O’Shea chuckled and I glared at him. The idea of seeing O’Shea ogle nude woman was too much like seeing him ogle Milly and made my anger spike.

“You two stay in here,” I said as O’Shea parked the SUV in the closest parking spot.

Of course, Alex listened, but O’Shea ignored me and stepped out of the vehicle, matching my stride all the way to the front door. The cold whipped me as if I were buck na**d, and the twenty second walk felt like I’d been out in the cold for hours. My fingers and toes were already numb.

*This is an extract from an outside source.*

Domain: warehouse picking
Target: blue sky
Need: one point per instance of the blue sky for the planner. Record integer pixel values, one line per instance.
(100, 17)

Shit, I needed to find this kid quick and get my ass into New Mexico and strangle Doran for whatever information I needed.

Lady Gaga’s ‘Poker Face’ pounded through the sound system and a quick glance at the stage showed me an interpretation I did not need. I looked away and came face to face with a barrel chest I didn’t recognize, though he smelled familiar, a scent I couldn’t quite put my nose on.

The bouncer was huge, towering over me and O’Shea, his arms at least the size of my upper body. If I didn’t know better, I’d think he was an ogre, but there was no telltale hint of skin color that wasn’t ‘human.’

“No women allowed.” He grunted, blocking my path.

“Fuck you, I’m here to see a client,” I said, holding my ground.

The bouncer laughed, bald head glistening periodically as the strobe lights flicked our way. “You got a mouth on you, but I bet you don’t know how to use it proper like.” He licked his lips and gave me a wink that made me want to smash his face into my boot heel. O’Shea tensed beside me, shifting his weight from foot to foot. I gave him a look, you know the one that says, “Don’t f**k this up man, I’ve got it.” Jaw clenched, O’Shea gave me the barest of nods, though I could see he wasn’t happy about me taking the lead.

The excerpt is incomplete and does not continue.